Mass. 2004); Hakim v. Mass. Insurers' Insolvency Fund, 675 N.E.2d
1161, 1166 n.11 (Mass. 1997). In this case, each of the policies
at issue contained the expression "care, custody or control" at
least a dozen times. With the exception of the various abuse and
molestation provisions (and one provision regarding dogs), the
phrase was used exclusively in the context of property. And as
-36-
noted, the insurers appear to concede that "care, custody or
control" has a certain meaning in the property context. Applying
this meaning throughout the policies is consistent with
Massachusetts law that contracts be read as a whole. See Am. Home
Assurance Co., 321 F. Supp. 2d at 216; Hakim, 675 N.E.2d at 1166
n.11.
Finally, I agree with the defendants that the insurers'
tack - now the majority's holding - defeats the reasonable
expectation of an insured. When construing insurance polices,
Massachusetts courts "consider what an objectively reasonable
insured, reading the relevant policy language, would expect to be
covered." McGregor v. Allamerica Ins. Co., 868 N.E.2d 1225, 1227
(Mass. 2007). It seems to me that a reasonable insured would
expect to be covered in precisely the facts at hand. By nature of
the services it offers, the Carson Center undoubtedly provides
service and treatment to those who are suffering physical and
sexual abuse. A reasonable insured would expect that errors that
occur during the assistance and treatment of these persons -
including the negligent failure to recognize the signs of abuse -
would be fully covered by professional liability insurance. In
this final respect, defendants' interpretation of the phrase "care,
custody or control" is once again solid.
-37-
III.
This brings me to the end result. Where there are two
rational interpretations of policy language, the insured is
entitled to the benefit of the one that is more favorable to it.
See Makrigiannis v. Nintendo of Am., Inc., 815 N.E.2d 1066, 1071
(Mass. 2004) (citing Trs. of Tufts Univ. v. Commercial Union Ins.
Co., 616 N.E.2d 68, 72 (Mass. 1993)). Furthermore, "[c]onsistent
with the Massachusetts general rule favoring insureds in policy
interpretation," ambiguities in policy language are strictly
construed against the insurer.

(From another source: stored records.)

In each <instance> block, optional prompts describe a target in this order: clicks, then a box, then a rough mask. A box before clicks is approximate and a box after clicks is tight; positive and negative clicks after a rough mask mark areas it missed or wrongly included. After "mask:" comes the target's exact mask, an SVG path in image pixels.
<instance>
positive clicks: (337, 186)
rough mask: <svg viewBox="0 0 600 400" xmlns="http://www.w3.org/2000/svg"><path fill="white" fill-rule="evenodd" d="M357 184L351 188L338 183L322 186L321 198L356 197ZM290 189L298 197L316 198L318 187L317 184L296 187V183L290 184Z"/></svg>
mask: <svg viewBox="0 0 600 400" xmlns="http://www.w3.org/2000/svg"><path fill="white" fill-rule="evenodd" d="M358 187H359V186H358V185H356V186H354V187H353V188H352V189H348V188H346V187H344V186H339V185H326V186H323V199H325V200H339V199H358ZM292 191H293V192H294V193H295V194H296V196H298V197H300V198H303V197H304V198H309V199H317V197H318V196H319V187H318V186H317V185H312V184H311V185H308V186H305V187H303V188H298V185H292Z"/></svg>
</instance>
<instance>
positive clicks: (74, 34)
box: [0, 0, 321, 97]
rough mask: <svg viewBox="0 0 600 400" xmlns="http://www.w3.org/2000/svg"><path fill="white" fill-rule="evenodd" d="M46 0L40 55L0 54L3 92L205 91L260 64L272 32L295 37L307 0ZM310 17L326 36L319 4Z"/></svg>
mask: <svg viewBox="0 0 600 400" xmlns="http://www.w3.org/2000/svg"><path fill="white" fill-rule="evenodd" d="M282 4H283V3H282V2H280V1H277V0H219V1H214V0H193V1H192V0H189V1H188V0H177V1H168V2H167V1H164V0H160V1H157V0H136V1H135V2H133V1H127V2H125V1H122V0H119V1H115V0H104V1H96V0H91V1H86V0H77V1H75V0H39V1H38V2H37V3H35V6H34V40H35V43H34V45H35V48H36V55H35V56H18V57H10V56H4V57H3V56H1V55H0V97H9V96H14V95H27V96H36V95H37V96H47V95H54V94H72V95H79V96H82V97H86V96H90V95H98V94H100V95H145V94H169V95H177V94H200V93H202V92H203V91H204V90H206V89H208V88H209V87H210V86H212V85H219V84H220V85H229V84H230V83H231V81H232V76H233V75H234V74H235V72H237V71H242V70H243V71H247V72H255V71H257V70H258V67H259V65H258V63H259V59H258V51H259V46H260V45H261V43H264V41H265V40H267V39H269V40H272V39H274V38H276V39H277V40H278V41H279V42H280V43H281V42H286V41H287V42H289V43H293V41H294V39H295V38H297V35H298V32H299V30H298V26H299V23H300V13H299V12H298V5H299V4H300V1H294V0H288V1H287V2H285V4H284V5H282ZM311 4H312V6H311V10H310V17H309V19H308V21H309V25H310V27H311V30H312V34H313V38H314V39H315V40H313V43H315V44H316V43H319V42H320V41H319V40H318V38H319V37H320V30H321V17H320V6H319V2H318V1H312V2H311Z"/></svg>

Brazas Sporting Arms, Inc., 220
F.3d at 4. And finally, "[e]xclusionary clauses must be strictly
construed against the insurer so as not to defeat any intended
coverage or diminish the protection purchased by the insured."
City Fuel Corp. v. Nat'l Fire Ins. Co. of Hartford, 846 N.E.2d 775,
777 (Mass. 2006).
These canons of construction point in only one direction.
Faced with two rational interpretations of an exclusionary clause,
we must strictly construe the Exclusion against the insurers,
applying the interpretation of "care, custody or control" that is
most beneficial to the defendants (i.e., the phrase requires
physical dominion or control). Because neither Field nor the
Carson Center exercised any such dominion or control over the child
at the time the abuse took place, the Exclusion does not apply and
coverage for the claims asserted exists. I therefore dissent.